Celinda Saavedra realizó un gran trabajo de terapia ocupacional. Ella condujo con mucha flexibilidad un creativo programa en casa, de tres horas, tres veces por semana: la primera dedicada al cuidado y arreglo personal; la segunda dirigida al aprestamiento y trabajos manuales sencillos, que incluían lo que siempre le gustó: la pintura; la tercera, dedicada a la exploración de diversas actividades con el fin de observar qué era aquello que le gustaba más y en lo que tuviera mayor habilidad, con la idea de ubicar su vocación o algo en lo que pudiera ocupar su tiempo en el futuro. Este programa también alternaba ‘trabajos de campo’: salían fuera de casa para ir de visita, de compras e ir de paseo.

Hizo una corta temporada de teatro con Rocío Ratto. Hasta hoy disfruta haciendo ejercicios de sicomotricidad y natación con Gloria Castro, así como baile y danzas folclóricas con Elena Manrique.

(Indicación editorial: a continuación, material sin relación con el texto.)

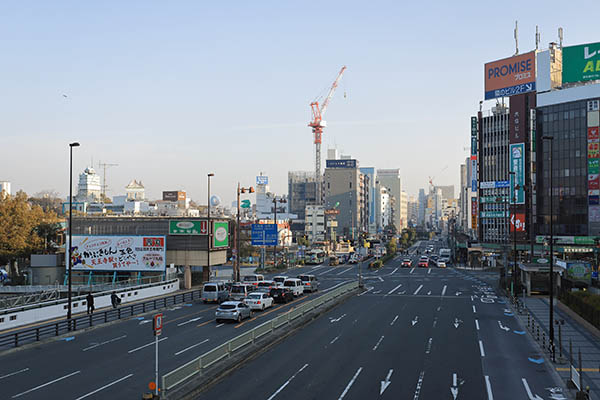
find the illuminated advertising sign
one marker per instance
(581, 63)
(119, 253)
(510, 76)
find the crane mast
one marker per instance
(317, 124)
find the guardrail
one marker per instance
(199, 364)
(64, 326)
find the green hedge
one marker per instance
(586, 304)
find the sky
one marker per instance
(171, 91)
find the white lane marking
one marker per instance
(394, 289)
(287, 382)
(191, 347)
(350, 383)
(146, 345)
(46, 384)
(104, 387)
(14, 373)
(103, 343)
(488, 385)
(190, 320)
(378, 343)
(418, 289)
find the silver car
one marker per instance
(233, 310)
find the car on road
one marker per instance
(259, 301)
(232, 310)
(281, 295)
(310, 282)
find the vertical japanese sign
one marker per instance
(517, 181)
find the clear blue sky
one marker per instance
(173, 90)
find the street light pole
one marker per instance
(70, 262)
(551, 295)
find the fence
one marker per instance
(63, 326)
(196, 366)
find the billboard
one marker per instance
(186, 227)
(510, 76)
(581, 63)
(119, 253)
(517, 165)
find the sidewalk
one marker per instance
(582, 338)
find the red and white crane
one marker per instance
(317, 123)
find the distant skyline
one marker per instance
(172, 91)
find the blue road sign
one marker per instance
(264, 234)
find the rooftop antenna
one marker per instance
(560, 37)
(516, 34)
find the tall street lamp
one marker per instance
(209, 245)
(70, 265)
(236, 271)
(551, 295)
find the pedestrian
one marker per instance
(114, 299)
(90, 303)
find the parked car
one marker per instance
(281, 295)
(239, 291)
(233, 310)
(259, 301)
(295, 285)
(310, 282)
(214, 291)
(279, 279)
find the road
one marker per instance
(117, 361)
(415, 334)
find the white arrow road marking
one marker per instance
(529, 394)
(386, 383)
(378, 343)
(349, 384)
(488, 385)
(287, 382)
(394, 289)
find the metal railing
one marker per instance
(30, 335)
(199, 364)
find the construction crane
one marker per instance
(104, 166)
(317, 124)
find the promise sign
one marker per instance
(510, 76)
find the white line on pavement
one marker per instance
(350, 384)
(191, 347)
(378, 343)
(146, 345)
(394, 289)
(104, 387)
(489, 388)
(103, 343)
(14, 373)
(287, 382)
(46, 384)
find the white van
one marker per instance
(295, 285)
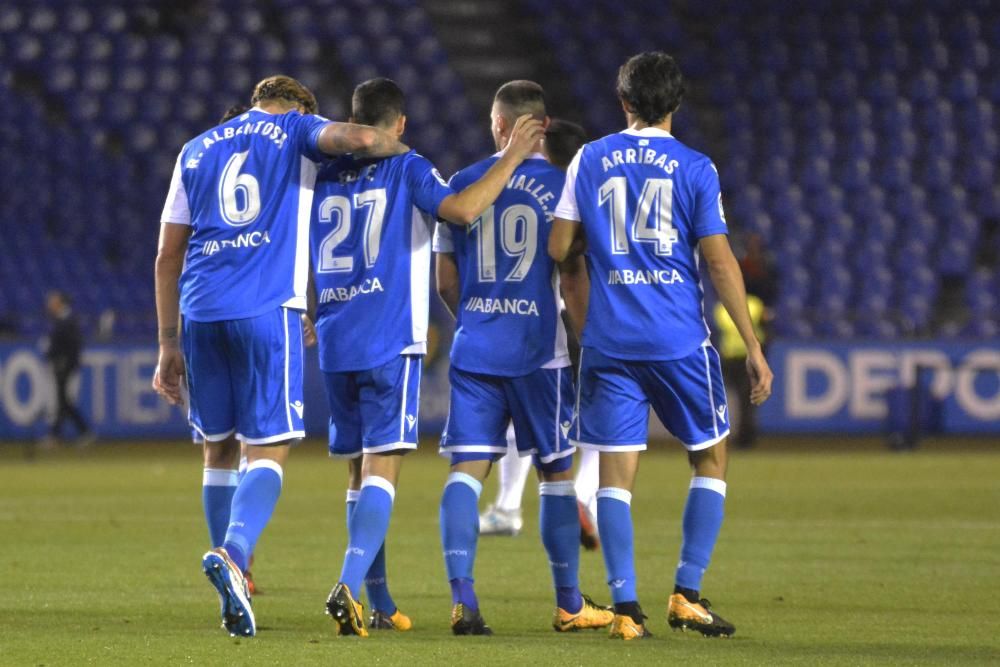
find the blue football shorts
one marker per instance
(245, 377)
(540, 404)
(375, 411)
(615, 395)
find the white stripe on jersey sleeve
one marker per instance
(300, 281)
(420, 278)
(560, 357)
(567, 208)
(176, 209)
(443, 241)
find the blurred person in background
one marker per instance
(503, 517)
(63, 350)
(733, 351)
(761, 284)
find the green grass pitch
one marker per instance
(854, 557)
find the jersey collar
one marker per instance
(533, 156)
(647, 132)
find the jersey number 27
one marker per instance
(337, 210)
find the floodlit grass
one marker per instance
(856, 557)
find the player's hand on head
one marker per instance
(169, 374)
(760, 377)
(525, 136)
(308, 331)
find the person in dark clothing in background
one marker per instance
(64, 349)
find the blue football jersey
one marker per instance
(371, 251)
(246, 188)
(508, 319)
(644, 200)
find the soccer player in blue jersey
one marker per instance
(233, 259)
(371, 247)
(509, 361)
(562, 140)
(646, 204)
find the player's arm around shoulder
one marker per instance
(462, 208)
(446, 278)
(726, 276)
(360, 140)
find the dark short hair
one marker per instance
(651, 85)
(62, 295)
(233, 112)
(377, 101)
(284, 89)
(562, 140)
(520, 97)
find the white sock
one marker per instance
(514, 471)
(588, 477)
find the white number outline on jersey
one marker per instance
(372, 200)
(230, 184)
(655, 204)
(524, 248)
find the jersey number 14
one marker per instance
(653, 217)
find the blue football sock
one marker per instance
(376, 581)
(702, 521)
(460, 533)
(253, 504)
(614, 524)
(367, 528)
(559, 521)
(217, 488)
(352, 501)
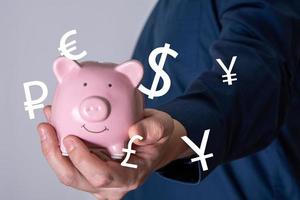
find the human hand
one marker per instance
(105, 178)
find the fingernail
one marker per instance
(43, 134)
(69, 144)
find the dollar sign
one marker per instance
(63, 47)
(158, 68)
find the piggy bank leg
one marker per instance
(116, 151)
(62, 148)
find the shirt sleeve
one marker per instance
(244, 117)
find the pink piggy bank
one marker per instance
(97, 102)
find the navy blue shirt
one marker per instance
(259, 110)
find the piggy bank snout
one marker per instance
(94, 109)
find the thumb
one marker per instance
(152, 128)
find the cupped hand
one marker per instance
(101, 176)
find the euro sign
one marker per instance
(64, 47)
(160, 73)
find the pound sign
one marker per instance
(130, 151)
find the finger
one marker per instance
(154, 127)
(90, 166)
(63, 168)
(47, 112)
(110, 193)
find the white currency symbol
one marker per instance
(63, 47)
(164, 51)
(200, 151)
(130, 151)
(31, 105)
(228, 74)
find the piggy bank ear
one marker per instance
(62, 66)
(133, 69)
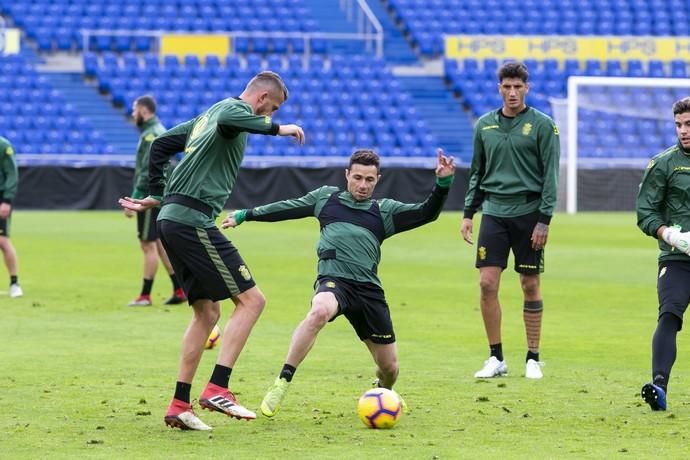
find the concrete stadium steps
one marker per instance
(442, 114)
(111, 123)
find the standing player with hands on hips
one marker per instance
(208, 266)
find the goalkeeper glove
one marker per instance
(677, 239)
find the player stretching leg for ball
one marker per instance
(209, 267)
(353, 227)
(662, 212)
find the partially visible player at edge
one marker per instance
(514, 180)
(353, 228)
(209, 267)
(663, 213)
(9, 179)
(144, 115)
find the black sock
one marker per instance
(287, 372)
(664, 348)
(496, 350)
(176, 284)
(221, 376)
(532, 355)
(146, 287)
(182, 391)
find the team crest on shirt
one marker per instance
(244, 271)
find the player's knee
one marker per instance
(318, 315)
(488, 286)
(530, 285)
(390, 368)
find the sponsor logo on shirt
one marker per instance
(244, 271)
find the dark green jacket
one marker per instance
(9, 177)
(214, 144)
(514, 168)
(352, 231)
(149, 131)
(664, 197)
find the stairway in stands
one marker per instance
(111, 123)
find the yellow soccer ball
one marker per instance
(213, 338)
(379, 408)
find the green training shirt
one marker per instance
(514, 168)
(352, 231)
(214, 144)
(149, 131)
(664, 197)
(9, 177)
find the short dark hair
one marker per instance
(270, 81)
(147, 101)
(513, 70)
(364, 157)
(681, 106)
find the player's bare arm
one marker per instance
(539, 236)
(292, 130)
(138, 205)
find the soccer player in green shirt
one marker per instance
(663, 212)
(513, 178)
(209, 267)
(9, 178)
(353, 227)
(144, 115)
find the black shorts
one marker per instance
(498, 235)
(206, 263)
(363, 304)
(673, 287)
(5, 226)
(146, 224)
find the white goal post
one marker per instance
(578, 84)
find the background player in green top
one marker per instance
(663, 212)
(144, 115)
(9, 179)
(353, 227)
(206, 263)
(513, 178)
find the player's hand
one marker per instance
(677, 239)
(138, 205)
(229, 222)
(5, 209)
(539, 236)
(292, 130)
(466, 230)
(445, 166)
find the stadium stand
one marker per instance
(39, 119)
(363, 106)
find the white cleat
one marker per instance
(186, 421)
(16, 290)
(533, 369)
(492, 368)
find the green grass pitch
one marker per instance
(84, 376)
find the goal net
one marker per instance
(610, 127)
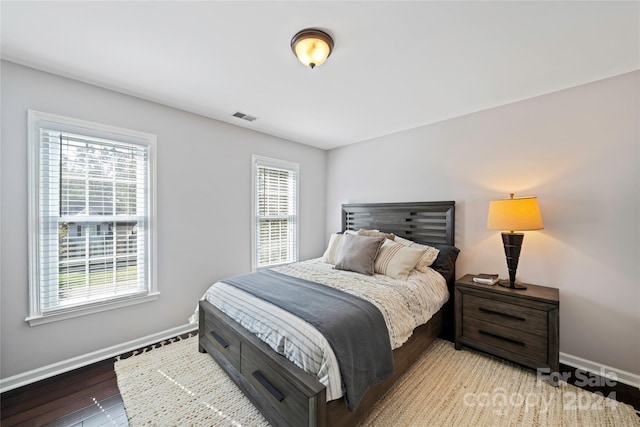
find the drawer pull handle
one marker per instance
(220, 340)
(266, 384)
(511, 340)
(509, 316)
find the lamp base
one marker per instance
(507, 284)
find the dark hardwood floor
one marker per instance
(89, 396)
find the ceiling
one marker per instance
(395, 66)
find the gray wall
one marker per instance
(203, 212)
(577, 150)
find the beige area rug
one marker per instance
(175, 385)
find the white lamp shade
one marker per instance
(515, 214)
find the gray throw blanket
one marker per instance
(354, 328)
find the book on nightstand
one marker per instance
(486, 279)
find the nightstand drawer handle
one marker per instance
(510, 316)
(501, 337)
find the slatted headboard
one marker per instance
(431, 222)
(421, 221)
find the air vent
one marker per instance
(244, 116)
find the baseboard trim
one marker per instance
(625, 377)
(44, 372)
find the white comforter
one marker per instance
(403, 304)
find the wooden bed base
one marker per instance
(285, 394)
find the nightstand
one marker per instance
(518, 325)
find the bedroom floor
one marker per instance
(89, 396)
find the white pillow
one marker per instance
(427, 259)
(397, 260)
(330, 256)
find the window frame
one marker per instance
(257, 160)
(38, 120)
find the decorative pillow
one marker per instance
(358, 253)
(375, 233)
(396, 260)
(445, 263)
(427, 259)
(333, 249)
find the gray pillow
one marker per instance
(358, 253)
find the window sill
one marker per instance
(83, 311)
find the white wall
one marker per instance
(577, 150)
(203, 212)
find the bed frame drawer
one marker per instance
(285, 394)
(282, 395)
(222, 338)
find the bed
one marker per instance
(289, 393)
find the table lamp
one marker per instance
(514, 215)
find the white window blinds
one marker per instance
(93, 219)
(275, 204)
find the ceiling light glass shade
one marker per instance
(312, 47)
(515, 214)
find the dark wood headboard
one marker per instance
(421, 221)
(430, 222)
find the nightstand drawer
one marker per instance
(505, 314)
(505, 338)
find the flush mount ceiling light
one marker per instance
(312, 46)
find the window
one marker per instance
(275, 207)
(91, 206)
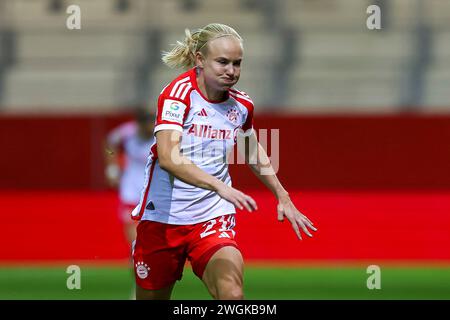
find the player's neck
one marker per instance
(210, 93)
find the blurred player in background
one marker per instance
(188, 205)
(127, 148)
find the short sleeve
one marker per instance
(171, 114)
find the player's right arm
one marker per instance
(171, 160)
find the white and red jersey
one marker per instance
(208, 132)
(136, 153)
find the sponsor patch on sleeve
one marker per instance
(173, 111)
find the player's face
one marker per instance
(222, 63)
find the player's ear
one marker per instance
(199, 59)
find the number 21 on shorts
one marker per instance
(228, 222)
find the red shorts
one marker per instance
(161, 249)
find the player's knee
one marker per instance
(230, 292)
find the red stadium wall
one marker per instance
(316, 152)
(53, 206)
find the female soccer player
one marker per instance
(187, 205)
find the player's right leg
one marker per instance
(158, 259)
(161, 294)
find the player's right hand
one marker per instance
(237, 198)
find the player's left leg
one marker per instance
(223, 275)
(215, 257)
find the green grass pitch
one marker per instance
(261, 282)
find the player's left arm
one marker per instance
(262, 168)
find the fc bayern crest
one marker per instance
(233, 115)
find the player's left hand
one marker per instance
(287, 209)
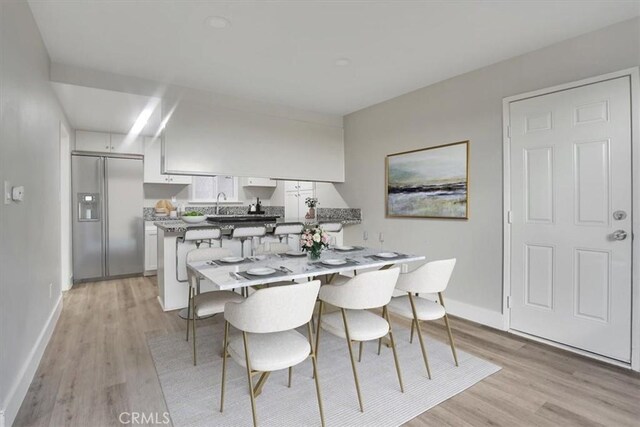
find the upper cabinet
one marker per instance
(258, 182)
(295, 186)
(153, 165)
(103, 142)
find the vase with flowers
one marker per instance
(314, 240)
(311, 203)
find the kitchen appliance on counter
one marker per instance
(108, 228)
(256, 208)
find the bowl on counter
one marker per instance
(193, 219)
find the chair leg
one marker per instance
(385, 314)
(424, 350)
(315, 374)
(413, 328)
(248, 363)
(193, 325)
(188, 311)
(446, 322)
(353, 363)
(224, 364)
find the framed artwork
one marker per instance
(429, 183)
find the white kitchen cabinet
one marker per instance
(294, 206)
(153, 166)
(291, 186)
(93, 141)
(258, 182)
(150, 249)
(122, 144)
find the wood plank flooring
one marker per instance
(97, 366)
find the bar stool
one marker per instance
(245, 232)
(193, 239)
(286, 229)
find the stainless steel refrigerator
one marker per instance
(108, 227)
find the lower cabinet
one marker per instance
(150, 250)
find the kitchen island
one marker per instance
(171, 251)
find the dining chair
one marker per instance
(206, 303)
(431, 278)
(272, 248)
(354, 322)
(269, 342)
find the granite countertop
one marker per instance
(177, 225)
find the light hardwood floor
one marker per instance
(97, 365)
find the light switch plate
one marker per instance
(7, 193)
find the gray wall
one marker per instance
(466, 107)
(29, 231)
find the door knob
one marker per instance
(619, 235)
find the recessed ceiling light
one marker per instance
(217, 22)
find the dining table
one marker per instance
(294, 266)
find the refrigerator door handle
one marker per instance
(105, 207)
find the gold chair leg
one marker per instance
(248, 363)
(193, 325)
(424, 350)
(188, 311)
(385, 314)
(413, 328)
(353, 363)
(315, 372)
(446, 322)
(224, 364)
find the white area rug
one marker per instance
(192, 392)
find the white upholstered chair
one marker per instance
(245, 232)
(354, 322)
(431, 278)
(272, 248)
(269, 341)
(206, 303)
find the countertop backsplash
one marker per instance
(149, 213)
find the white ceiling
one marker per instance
(106, 111)
(284, 52)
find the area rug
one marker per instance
(192, 393)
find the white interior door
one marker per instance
(571, 217)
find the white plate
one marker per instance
(387, 255)
(334, 261)
(262, 271)
(232, 259)
(296, 253)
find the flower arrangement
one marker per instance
(314, 240)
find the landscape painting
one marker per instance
(429, 183)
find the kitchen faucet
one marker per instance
(218, 201)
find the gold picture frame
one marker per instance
(430, 182)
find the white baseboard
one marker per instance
(20, 386)
(475, 314)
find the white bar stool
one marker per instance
(286, 229)
(245, 232)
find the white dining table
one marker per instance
(225, 276)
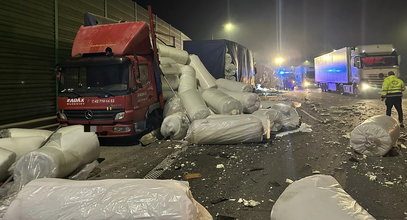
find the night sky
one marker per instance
(309, 28)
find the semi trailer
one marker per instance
(356, 70)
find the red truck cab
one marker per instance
(109, 84)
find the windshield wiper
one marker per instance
(71, 91)
(102, 90)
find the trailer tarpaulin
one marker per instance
(212, 54)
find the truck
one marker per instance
(356, 70)
(304, 75)
(224, 59)
(111, 84)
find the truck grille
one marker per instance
(97, 115)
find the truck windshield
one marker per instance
(379, 61)
(100, 80)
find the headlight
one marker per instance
(62, 116)
(119, 116)
(365, 86)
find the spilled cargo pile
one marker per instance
(205, 110)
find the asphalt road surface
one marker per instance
(259, 171)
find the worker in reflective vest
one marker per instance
(392, 91)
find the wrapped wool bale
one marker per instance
(317, 197)
(205, 79)
(68, 149)
(23, 132)
(7, 158)
(187, 79)
(250, 101)
(21, 145)
(229, 129)
(274, 116)
(233, 85)
(170, 69)
(166, 60)
(179, 56)
(194, 104)
(175, 126)
(173, 106)
(290, 118)
(375, 136)
(168, 94)
(106, 199)
(221, 103)
(172, 80)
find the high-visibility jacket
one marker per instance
(392, 86)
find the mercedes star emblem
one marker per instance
(88, 114)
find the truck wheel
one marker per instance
(155, 119)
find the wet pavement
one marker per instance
(223, 174)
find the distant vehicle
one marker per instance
(304, 76)
(110, 85)
(286, 76)
(356, 70)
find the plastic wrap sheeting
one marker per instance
(106, 199)
(187, 79)
(166, 60)
(205, 79)
(168, 94)
(274, 116)
(172, 106)
(194, 104)
(290, 117)
(250, 101)
(21, 145)
(7, 158)
(233, 85)
(221, 103)
(317, 197)
(175, 126)
(23, 132)
(375, 136)
(68, 149)
(173, 80)
(170, 69)
(179, 56)
(226, 129)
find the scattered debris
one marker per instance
(220, 166)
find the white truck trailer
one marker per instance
(356, 70)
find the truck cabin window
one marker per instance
(88, 80)
(379, 61)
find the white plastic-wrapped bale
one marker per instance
(21, 145)
(23, 132)
(229, 129)
(68, 149)
(221, 103)
(317, 197)
(175, 126)
(179, 56)
(274, 116)
(7, 158)
(233, 85)
(187, 79)
(375, 136)
(290, 118)
(206, 80)
(250, 101)
(172, 80)
(194, 104)
(172, 106)
(106, 199)
(170, 69)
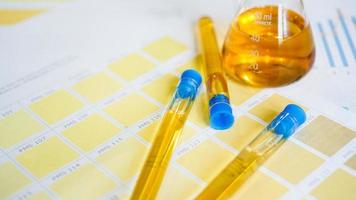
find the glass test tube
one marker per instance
(253, 156)
(221, 116)
(167, 136)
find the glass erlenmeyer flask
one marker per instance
(269, 43)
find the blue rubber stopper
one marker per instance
(288, 120)
(192, 74)
(221, 116)
(189, 84)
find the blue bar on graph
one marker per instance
(347, 33)
(326, 45)
(338, 43)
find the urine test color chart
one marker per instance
(87, 138)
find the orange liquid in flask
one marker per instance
(268, 47)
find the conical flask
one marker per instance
(269, 43)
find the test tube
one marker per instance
(167, 136)
(220, 111)
(254, 154)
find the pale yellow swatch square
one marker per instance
(85, 183)
(125, 159)
(97, 87)
(199, 114)
(131, 66)
(242, 132)
(177, 186)
(293, 163)
(130, 109)
(56, 106)
(149, 132)
(91, 132)
(16, 127)
(164, 48)
(271, 107)
(14, 16)
(325, 135)
(206, 160)
(260, 186)
(11, 180)
(351, 162)
(47, 157)
(339, 185)
(241, 93)
(39, 196)
(162, 89)
(194, 63)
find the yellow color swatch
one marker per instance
(131, 66)
(339, 185)
(206, 160)
(40, 196)
(325, 135)
(296, 169)
(97, 87)
(56, 106)
(241, 93)
(200, 111)
(14, 16)
(11, 180)
(194, 63)
(165, 48)
(47, 157)
(260, 186)
(91, 132)
(271, 107)
(125, 159)
(84, 183)
(149, 131)
(177, 186)
(162, 89)
(351, 162)
(130, 109)
(244, 131)
(16, 127)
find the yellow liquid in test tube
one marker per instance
(268, 46)
(252, 156)
(167, 137)
(221, 116)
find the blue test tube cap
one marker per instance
(221, 116)
(288, 120)
(192, 74)
(190, 82)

A los veinte años, a fines del año 1999, volvió a tomar contacto con la pintura, esta vez con Angélica Neyra. Ella observó la facilidad y rapidez con que Verito dibujaba sus bocetos y, sorprendida con la memoria con que recordaba e identificaba la paleta de colores, pronosticó un gran futuro para ella en el campo de las artes plásticas y sugirió un período de prueba para enseñarle pintura. Surgió así una fluida, formal y fructífera relación con su nueva profesora. Verito superó todas las expectativas y desde entonces no se ha apartado de los lienzos y pinceles.

Verito continuó recibiendo otras terapias y clases en forma alternada, como por ejemplo: modelado, escultura y tallado en madera con el escultor Juan Carlos Fráquita; decoración con globos, programas de diseño en computadora, bordado, costura, tejido, entre otros.

La pintura, enfocada como terapia y enseñada bajo un método especialmente adaptado a Verito, se ha convertido en su principal actividad. Hoy en día Verito ha alcanzado su propia autonomía e independencia en la pintura. Desde mediados del año 2009 ha incursionado profundamente en el modelado con arcilla. Esta nueva terapia se ha iniciado a cargo del profesor-escultor Juan José Paredes con obras muy interesantes.

A inicios del año 2010 Verito conoció a la artista Eva López, con quien se llevó muy bien desde el principio. La afinidad entre ambas artistas ha llegado a tal punto que hoy en día "Evita" (como a Verito le gusta llamarla con cariño) se ha convertido en su nueva guía en el mundo de la pintura. Esta es una nueva etapa académica en la vida de Verito. Es una exploración que recién está tomando forma y vida propia. Verito plasma nuevas características como recuadros y fondos de la naturaleza donde se sitúan los personajes característicos de sus obras.